This is a huge commit that refactors the data generator. It removes many of the previous features that didn't quite make sense. The goal of this refactor was to make the data generator capable of representing complex tagsets that have values dependent on each other. It also significantly optimizes things to use far less memory and generate data much faster. Follow on work will update the generation of line protocol to support spaces in tags and their keys, double quotes in strings, and add more examples and documentation.
This adds the ability to specify a tag_set and a collection of tag_pairs to measurements in the data generator. Tag pairs are evaluated once when the generator is created. This avoids re-running handlebars evaluations while generating data for tags that don't change value.
This commit also fixes an issue when printing the generation output to stdout while generating from more than one agent. Previously it would be garbled together.
Follow on PRs will update the tag generation code in measurement specs to be more consistent and optimzised for performance. I'll be removing the restriction of using different options while using tag_set and tag_pairs. I wanted to get this in first to show the structure of what is output.

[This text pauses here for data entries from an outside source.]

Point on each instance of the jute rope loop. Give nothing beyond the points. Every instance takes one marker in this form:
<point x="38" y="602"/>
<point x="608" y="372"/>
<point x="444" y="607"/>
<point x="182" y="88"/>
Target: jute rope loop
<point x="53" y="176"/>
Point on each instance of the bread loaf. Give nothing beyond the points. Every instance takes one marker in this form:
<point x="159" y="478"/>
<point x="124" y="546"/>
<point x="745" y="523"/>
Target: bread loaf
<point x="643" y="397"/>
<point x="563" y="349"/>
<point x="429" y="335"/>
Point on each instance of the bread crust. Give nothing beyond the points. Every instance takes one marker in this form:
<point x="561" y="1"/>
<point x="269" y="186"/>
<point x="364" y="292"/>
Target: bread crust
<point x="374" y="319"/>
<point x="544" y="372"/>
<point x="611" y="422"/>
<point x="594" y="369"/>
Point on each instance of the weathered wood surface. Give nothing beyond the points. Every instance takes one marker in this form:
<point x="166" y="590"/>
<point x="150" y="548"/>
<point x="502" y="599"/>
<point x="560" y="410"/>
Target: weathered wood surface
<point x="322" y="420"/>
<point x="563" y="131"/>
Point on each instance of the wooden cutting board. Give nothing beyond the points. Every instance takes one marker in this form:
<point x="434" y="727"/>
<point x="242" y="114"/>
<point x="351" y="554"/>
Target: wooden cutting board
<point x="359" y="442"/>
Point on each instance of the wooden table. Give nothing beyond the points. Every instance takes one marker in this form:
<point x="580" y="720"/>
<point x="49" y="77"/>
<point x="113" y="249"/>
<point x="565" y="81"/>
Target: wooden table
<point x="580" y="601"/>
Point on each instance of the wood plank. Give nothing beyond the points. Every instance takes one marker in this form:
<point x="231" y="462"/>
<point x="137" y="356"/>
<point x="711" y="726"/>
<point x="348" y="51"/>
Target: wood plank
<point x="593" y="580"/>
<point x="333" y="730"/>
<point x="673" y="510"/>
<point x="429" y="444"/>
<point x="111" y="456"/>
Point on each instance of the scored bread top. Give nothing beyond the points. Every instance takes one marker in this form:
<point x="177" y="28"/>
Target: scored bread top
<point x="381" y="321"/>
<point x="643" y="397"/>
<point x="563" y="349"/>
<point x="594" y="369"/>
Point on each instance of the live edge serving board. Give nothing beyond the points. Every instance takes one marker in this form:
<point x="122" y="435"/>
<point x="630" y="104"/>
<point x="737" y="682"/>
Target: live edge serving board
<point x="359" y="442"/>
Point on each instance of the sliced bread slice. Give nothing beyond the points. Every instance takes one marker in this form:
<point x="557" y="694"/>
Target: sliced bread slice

This adds the ability to pre-generate values and tag sets in the data generator. This makes it easy to have tags that depend on other tag values (like buckets in an org) and have tag values that have one associated tag (like if something is in production or staging environment). Follow on work will add the actual generation to the agent spec. An added bonus of these pre-generated values is that generating samples won't require any sort of template evaluation for all of the tags in the tag sets. Only unique values (like trace_id or span_id) would need to be generated during sampling generation.